Rafael Machado is a Cuban violinist.

==Academic background==

Rafael Machado began to study violin and musical theory in Havana, Cuba, in 1972; and received his Masters in Music from the Instituto Superior de Arte of Havana, in 1987. During this period of time he participated in important national violin competitions and obtained the first prize in the “José White” competition at the Instituto Superior de Arte (Havana, 1986). Machado was a member of the first Youth Latin-American Symphony Orchestra (Uruguay, 1985), and participated in the Festival of Young Performers organized by Juventudes Musicales de Perú, in 1986.

==Violinist==

Rafael Machado has performed as a soloist, a member of symphony orchestras and chamber ensembles in Cuba, Spain, Italy, France, Austria, Perú, Uruguay, the US, Canada and México. He was a member of the Camerata “Brindis de Salas” in Havana, Cuba from 1987 to 1992, and of the Conjunto de Cámara de La Habana, from 1988 to 1992, and obtained a great national and international promotion for his participation in those ensembles.

In 1992 he arrived in México to participate in the Orquesta Sinfónica de Aguascalientes, serving as concertino in this ensemble for 18 years. He participated regularly as guest concertino in the Orquesta Filarmónica de Zacatecas. Machado was a member of “Solistas de México”, from 1994 to 1995, a group created by Maestro Eduardo Mata, and also collaborated with the Camerata de las Américas from 1995 to 1999. Along with these ensembles, Machado participated in concerts and festivals in Mexico City, as well as in the Festival Internacional Cervantino from Guanajuato, Mexico, from 1994 to 1999.

He recorded with the Quindecim label, along with Horacio Franco and the Camerata Aguascalientes in 1998, and was invited to the “Puebla Instrumenta Verano 2004” as a coordinator of the Festival Symphony Orchestra.

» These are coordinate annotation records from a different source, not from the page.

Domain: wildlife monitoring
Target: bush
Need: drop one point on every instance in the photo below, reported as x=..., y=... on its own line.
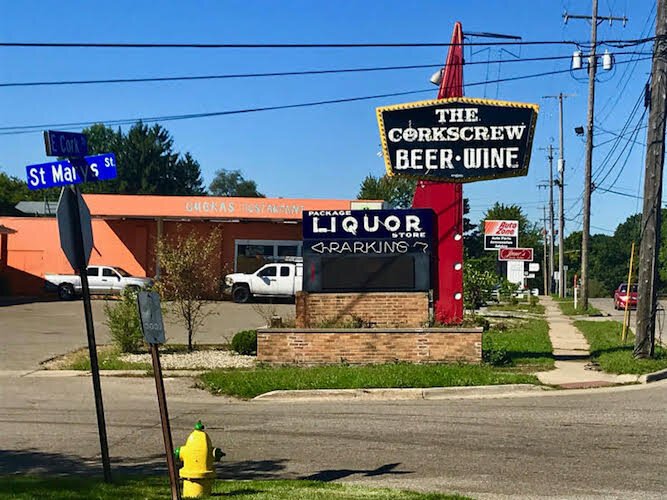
x=123, y=322
x=245, y=342
x=495, y=354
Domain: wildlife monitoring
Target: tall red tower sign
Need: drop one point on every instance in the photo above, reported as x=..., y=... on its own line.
x=445, y=143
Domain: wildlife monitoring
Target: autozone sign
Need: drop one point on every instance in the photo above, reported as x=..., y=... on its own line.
x=501, y=234
x=524, y=254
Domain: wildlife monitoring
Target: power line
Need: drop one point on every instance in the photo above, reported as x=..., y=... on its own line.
x=101, y=45
x=18, y=129
x=276, y=74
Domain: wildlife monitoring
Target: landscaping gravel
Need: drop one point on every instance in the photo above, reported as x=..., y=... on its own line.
x=196, y=360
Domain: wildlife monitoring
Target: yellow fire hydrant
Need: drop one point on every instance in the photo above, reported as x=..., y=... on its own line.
x=198, y=455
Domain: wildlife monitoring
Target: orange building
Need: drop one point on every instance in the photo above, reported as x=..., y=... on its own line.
x=126, y=229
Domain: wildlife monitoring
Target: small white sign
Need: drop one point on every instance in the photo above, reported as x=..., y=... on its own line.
x=150, y=314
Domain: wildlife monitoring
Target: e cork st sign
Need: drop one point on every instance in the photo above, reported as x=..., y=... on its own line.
x=457, y=140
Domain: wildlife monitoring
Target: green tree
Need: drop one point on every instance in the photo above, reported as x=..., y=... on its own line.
x=232, y=183
x=188, y=277
x=147, y=162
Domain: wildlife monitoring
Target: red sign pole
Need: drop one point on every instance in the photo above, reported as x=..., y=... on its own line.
x=446, y=200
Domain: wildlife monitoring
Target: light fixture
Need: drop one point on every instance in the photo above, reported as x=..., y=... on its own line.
x=436, y=77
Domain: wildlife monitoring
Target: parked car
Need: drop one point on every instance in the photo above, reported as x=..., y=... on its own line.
x=282, y=279
x=101, y=280
x=621, y=296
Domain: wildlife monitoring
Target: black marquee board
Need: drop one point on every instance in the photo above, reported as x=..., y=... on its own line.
x=457, y=140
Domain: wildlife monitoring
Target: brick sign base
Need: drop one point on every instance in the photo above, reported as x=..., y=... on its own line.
x=369, y=346
x=379, y=309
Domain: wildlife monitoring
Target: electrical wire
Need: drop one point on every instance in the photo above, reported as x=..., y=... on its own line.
x=621, y=43
x=277, y=73
x=17, y=129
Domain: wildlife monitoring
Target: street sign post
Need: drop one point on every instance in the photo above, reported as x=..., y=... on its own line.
x=76, y=234
x=74, y=222
x=152, y=326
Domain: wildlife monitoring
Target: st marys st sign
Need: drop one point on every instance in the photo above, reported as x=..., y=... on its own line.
x=457, y=140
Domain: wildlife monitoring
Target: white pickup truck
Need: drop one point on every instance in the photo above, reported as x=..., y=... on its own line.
x=282, y=279
x=101, y=280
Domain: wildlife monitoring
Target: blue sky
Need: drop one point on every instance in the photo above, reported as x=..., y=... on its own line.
x=325, y=151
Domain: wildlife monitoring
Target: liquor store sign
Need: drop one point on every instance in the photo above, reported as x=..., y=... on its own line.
x=365, y=232
x=501, y=234
x=457, y=140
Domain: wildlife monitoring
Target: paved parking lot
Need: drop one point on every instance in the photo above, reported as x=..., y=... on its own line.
x=34, y=332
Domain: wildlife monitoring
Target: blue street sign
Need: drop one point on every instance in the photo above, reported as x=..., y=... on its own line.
x=63, y=173
x=65, y=143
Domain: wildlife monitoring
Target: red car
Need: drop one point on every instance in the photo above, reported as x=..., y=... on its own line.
x=621, y=296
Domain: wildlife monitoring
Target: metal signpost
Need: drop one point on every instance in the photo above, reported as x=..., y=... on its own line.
x=76, y=236
x=152, y=326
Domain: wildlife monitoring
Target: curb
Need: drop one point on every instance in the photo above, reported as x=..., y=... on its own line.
x=430, y=393
x=104, y=373
x=653, y=377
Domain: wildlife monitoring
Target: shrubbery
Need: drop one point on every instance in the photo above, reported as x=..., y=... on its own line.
x=245, y=342
x=123, y=322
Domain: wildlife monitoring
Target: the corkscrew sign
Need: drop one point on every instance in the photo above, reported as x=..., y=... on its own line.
x=457, y=140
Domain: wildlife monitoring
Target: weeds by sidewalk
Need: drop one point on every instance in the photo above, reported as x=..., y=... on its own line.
x=154, y=488
x=612, y=354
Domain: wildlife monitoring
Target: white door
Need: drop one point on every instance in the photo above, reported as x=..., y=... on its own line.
x=265, y=280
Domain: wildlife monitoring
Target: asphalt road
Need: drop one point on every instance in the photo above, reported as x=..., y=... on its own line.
x=587, y=444
x=34, y=332
x=606, y=443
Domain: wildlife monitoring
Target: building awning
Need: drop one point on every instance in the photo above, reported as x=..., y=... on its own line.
x=213, y=207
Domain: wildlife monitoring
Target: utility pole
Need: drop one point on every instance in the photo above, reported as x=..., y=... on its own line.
x=545, y=269
x=655, y=156
x=592, y=67
x=549, y=270
x=561, y=187
x=551, y=215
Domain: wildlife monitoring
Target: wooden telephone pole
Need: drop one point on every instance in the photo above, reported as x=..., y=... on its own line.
x=592, y=68
x=655, y=156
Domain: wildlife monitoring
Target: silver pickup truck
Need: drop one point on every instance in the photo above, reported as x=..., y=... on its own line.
x=105, y=280
x=283, y=279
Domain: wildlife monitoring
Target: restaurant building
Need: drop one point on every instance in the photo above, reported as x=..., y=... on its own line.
x=126, y=229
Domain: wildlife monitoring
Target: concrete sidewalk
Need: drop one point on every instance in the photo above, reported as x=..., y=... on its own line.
x=572, y=354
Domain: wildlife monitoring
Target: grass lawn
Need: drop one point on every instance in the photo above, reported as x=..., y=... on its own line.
x=248, y=383
x=154, y=488
x=109, y=358
x=607, y=349
x=524, y=347
x=526, y=343
x=567, y=307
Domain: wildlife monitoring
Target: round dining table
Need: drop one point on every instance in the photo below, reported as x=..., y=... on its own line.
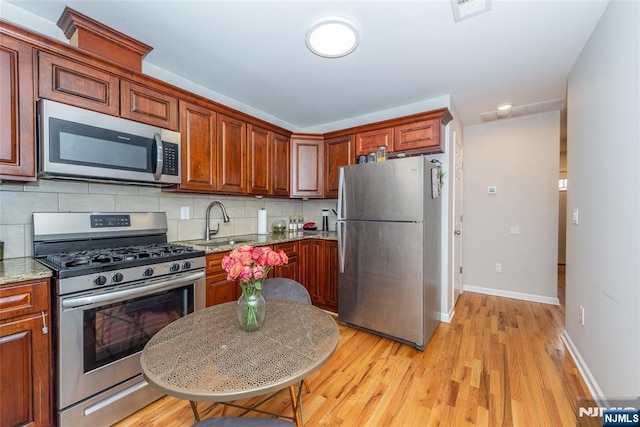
x=206, y=357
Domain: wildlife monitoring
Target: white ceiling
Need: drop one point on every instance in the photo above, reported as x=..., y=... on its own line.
x=410, y=52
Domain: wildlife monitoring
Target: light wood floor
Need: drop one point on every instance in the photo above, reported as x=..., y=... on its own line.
x=500, y=362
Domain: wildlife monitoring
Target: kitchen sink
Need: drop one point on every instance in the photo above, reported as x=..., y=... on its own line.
x=225, y=242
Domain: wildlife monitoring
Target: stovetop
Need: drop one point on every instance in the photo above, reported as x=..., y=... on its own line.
x=68, y=264
x=119, y=256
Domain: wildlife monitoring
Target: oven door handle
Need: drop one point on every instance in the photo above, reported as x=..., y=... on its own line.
x=129, y=293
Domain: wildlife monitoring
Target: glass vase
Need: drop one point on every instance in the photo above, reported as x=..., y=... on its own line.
x=252, y=307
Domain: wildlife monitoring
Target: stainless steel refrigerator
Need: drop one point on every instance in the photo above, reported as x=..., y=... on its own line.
x=389, y=249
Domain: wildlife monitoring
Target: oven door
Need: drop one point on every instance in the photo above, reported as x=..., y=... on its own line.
x=102, y=333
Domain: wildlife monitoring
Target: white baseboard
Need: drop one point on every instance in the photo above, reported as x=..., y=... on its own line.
x=509, y=294
x=447, y=317
x=587, y=376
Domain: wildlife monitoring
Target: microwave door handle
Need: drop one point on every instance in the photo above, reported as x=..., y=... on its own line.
x=159, y=156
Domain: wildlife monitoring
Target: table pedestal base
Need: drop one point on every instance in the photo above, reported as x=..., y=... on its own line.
x=296, y=406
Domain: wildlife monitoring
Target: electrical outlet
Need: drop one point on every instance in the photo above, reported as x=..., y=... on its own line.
x=184, y=212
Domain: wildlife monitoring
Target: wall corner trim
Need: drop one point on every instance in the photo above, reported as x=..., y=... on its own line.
x=587, y=376
x=510, y=294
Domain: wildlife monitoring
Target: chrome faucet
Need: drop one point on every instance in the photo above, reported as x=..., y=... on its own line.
x=208, y=232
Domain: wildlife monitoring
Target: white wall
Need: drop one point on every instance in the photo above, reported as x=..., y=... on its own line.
x=519, y=157
x=603, y=250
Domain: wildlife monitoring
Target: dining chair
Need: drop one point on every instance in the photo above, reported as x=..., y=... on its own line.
x=242, y=422
x=283, y=288
x=287, y=289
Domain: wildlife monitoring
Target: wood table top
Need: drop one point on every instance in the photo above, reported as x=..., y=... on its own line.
x=205, y=356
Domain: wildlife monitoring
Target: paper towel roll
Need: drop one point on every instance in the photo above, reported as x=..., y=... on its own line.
x=262, y=221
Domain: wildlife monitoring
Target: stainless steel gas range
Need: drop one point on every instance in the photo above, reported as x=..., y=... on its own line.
x=116, y=282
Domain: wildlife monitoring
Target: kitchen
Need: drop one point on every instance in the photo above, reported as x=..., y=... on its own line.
x=19, y=202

Machado was selected in 2004, as an artist in residence at the Banff Centre in Alberta, Canada.

Since 2005, Machado was Artistic Director of the Festival de Música de Cámara de Aguascalientes, a Project that he promoted at a national as well as an international level; and he served also as a concertino of the Orquesta Filarmónica del Estado de Querétaro. He is currently working in the Ensemble of CEPROMUSIC, Centro de Experimentación y Promoción de la Música Contemporánea (Center for Musical Experimentation and Promotion Ensemble) in Mexico City.

==Professor==

Rafael Machado has served as violin professor at the Music Faculty of the Universidad Autónoma de Zacatecas, at Conservatorio de Música “José Guadalupe Velázquez” in Querétaro, and currently he is a Violin professor of the Universidad de las Artes. Also, he has his own violin academy called "Machado Violin Academy," in Merida,Yucatan.